Echo

[41] Du wallst durch die Fluren; ich folge dir nach,

Bald ruh' ich in Grotten, bald irr' ich am Bach,

Bald lausch' ich verborgen im schattigen Hain,

Und Folge dir traulich zum blumigen Rain!

Du irrst zwischen Felsen und Klippen dahin,

Ich folge Dir immer mit liebendem Sinn.


Wenn Hesperos schimmernd in Osten verglüht,

Im Silbergewölke Aurora verblüht,

Die Sichel des Mondes am Himmel erbleicht,

Und Phöbus so glühend den Wagen besteigt;

Wenn nächtliches Dunkel umarmt die Natur:

So folg' ich dir nach durch die Räume der Flur!
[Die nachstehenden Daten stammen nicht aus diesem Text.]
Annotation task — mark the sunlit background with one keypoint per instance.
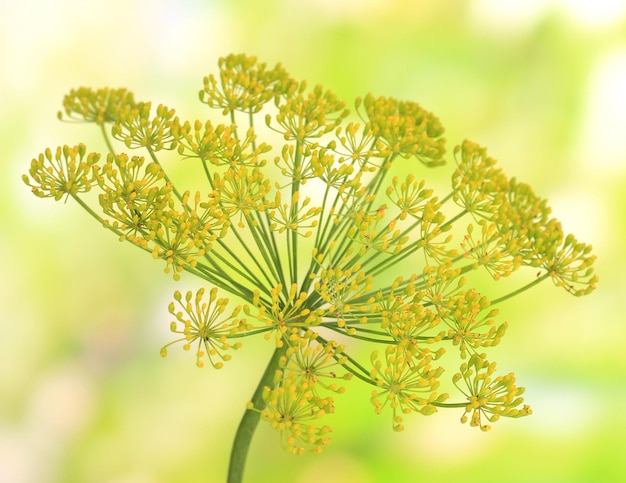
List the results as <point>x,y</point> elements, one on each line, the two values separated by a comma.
<point>84,395</point>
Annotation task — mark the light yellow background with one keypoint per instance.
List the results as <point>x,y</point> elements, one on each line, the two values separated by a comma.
<point>84,395</point>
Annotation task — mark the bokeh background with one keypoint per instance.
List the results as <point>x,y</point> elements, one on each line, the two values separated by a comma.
<point>84,395</point>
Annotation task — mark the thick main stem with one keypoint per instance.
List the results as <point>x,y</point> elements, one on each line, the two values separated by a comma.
<point>250,420</point>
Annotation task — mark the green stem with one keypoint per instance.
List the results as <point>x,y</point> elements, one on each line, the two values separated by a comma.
<point>521,289</point>
<point>250,420</point>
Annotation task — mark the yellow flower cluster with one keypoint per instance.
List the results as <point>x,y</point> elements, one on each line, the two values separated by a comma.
<point>323,235</point>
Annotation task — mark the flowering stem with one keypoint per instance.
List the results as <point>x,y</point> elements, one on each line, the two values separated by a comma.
<point>250,420</point>
<point>521,289</point>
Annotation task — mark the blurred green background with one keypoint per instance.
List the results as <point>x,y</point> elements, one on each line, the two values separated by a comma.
<point>84,395</point>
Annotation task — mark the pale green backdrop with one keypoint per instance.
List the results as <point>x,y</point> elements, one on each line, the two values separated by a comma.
<point>84,395</point>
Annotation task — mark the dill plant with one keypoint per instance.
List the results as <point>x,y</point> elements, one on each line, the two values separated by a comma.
<point>320,240</point>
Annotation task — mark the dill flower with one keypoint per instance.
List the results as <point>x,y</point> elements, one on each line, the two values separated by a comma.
<point>321,239</point>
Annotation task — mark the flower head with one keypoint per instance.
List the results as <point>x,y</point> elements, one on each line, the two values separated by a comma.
<point>331,248</point>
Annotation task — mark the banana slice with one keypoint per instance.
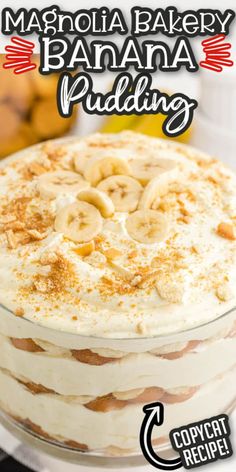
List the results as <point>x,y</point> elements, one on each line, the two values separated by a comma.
<point>147,226</point>
<point>80,222</point>
<point>59,182</point>
<point>99,169</point>
<point>99,199</point>
<point>123,190</point>
<point>146,169</point>
<point>156,188</point>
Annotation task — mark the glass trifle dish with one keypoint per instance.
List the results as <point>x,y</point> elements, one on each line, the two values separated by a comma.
<point>117,289</point>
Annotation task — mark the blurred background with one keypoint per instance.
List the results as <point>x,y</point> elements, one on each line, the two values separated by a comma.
<point>28,109</point>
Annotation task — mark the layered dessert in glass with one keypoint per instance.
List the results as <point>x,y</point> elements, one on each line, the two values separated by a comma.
<point>117,289</point>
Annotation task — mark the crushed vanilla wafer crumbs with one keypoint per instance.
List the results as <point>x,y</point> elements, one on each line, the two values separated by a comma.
<point>93,234</point>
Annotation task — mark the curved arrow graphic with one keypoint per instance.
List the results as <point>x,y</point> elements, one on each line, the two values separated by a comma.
<point>154,416</point>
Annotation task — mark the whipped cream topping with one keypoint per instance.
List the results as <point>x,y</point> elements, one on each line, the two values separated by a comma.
<point>151,252</point>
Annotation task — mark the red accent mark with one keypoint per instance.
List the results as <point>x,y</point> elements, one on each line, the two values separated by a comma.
<point>19,58</point>
<point>216,52</point>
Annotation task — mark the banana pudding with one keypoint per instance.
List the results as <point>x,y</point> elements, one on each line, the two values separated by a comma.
<point>117,288</point>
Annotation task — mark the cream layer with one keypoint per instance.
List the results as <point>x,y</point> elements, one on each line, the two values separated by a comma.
<point>67,376</point>
<point>72,421</point>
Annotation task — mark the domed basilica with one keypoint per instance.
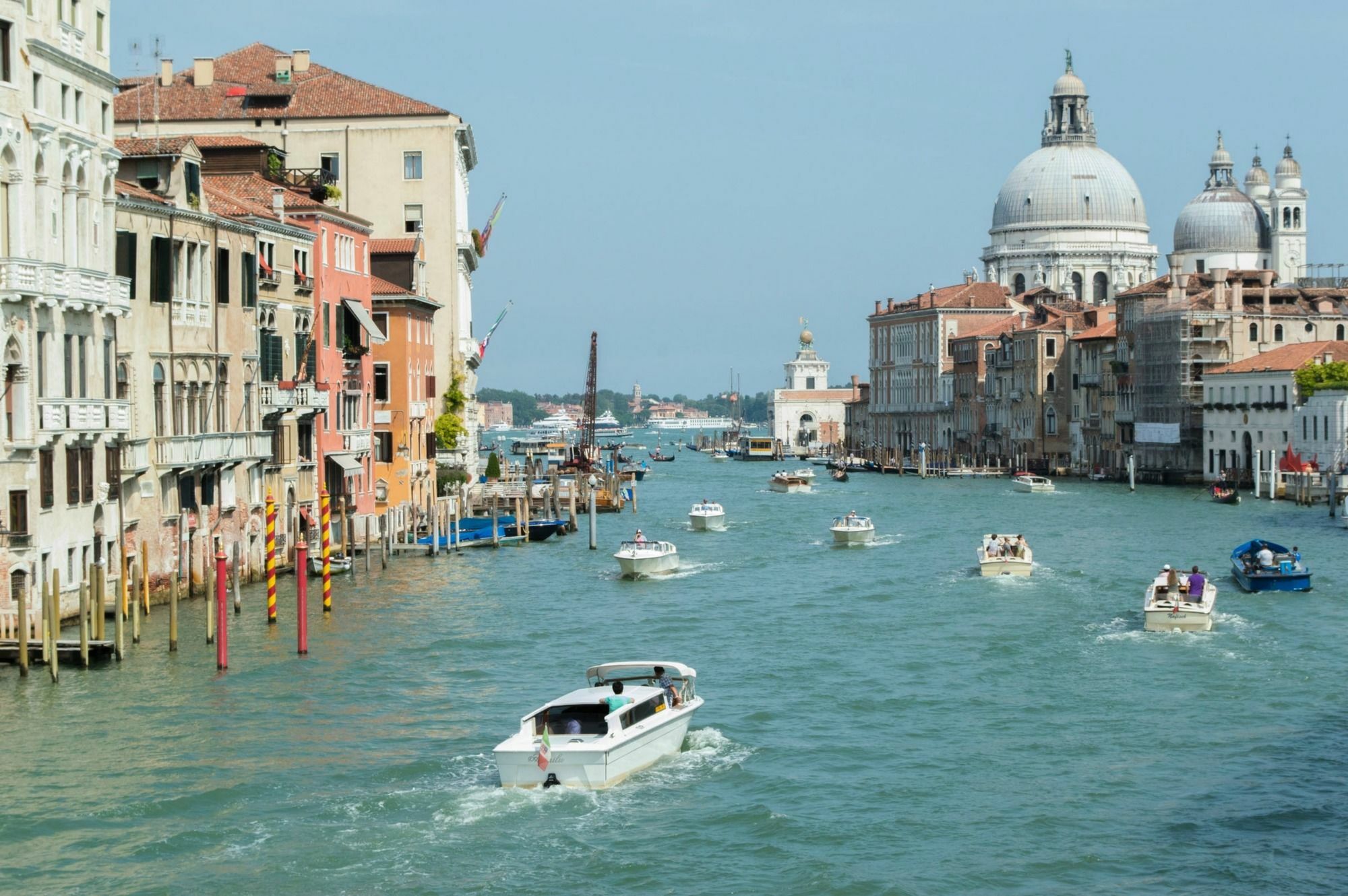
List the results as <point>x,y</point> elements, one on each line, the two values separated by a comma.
<point>1070,216</point>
Wenn angstvolle Seufzer dem Busen entweh'n,

Und klagende Töne um Mitgefühl flehn;

Wenn lieblich der Laute melodischen Klang

So rührend begleitet dein Trauergesang,

Verrath' ich dir leise der Wehmuth Gefühl,

Und sing' in der Laute melodisches Spiel!
[42]

Wenn einsam du wandelst im dämmernden Hain

Und träumst dich so heimlich, und glaubst dich allein,

Und denkst nur der Liebe sanftklagenden Laut,

Allein den Dryaden und Nymphen vertraut;

Dann lausch' ich von ferne; ich kenne dein Glück,

Und bringe dir leise die Töne zurück!

Quelle:
Elise Sommer: Gedichte, Frankfurt a.M. 1813, S. 41-43.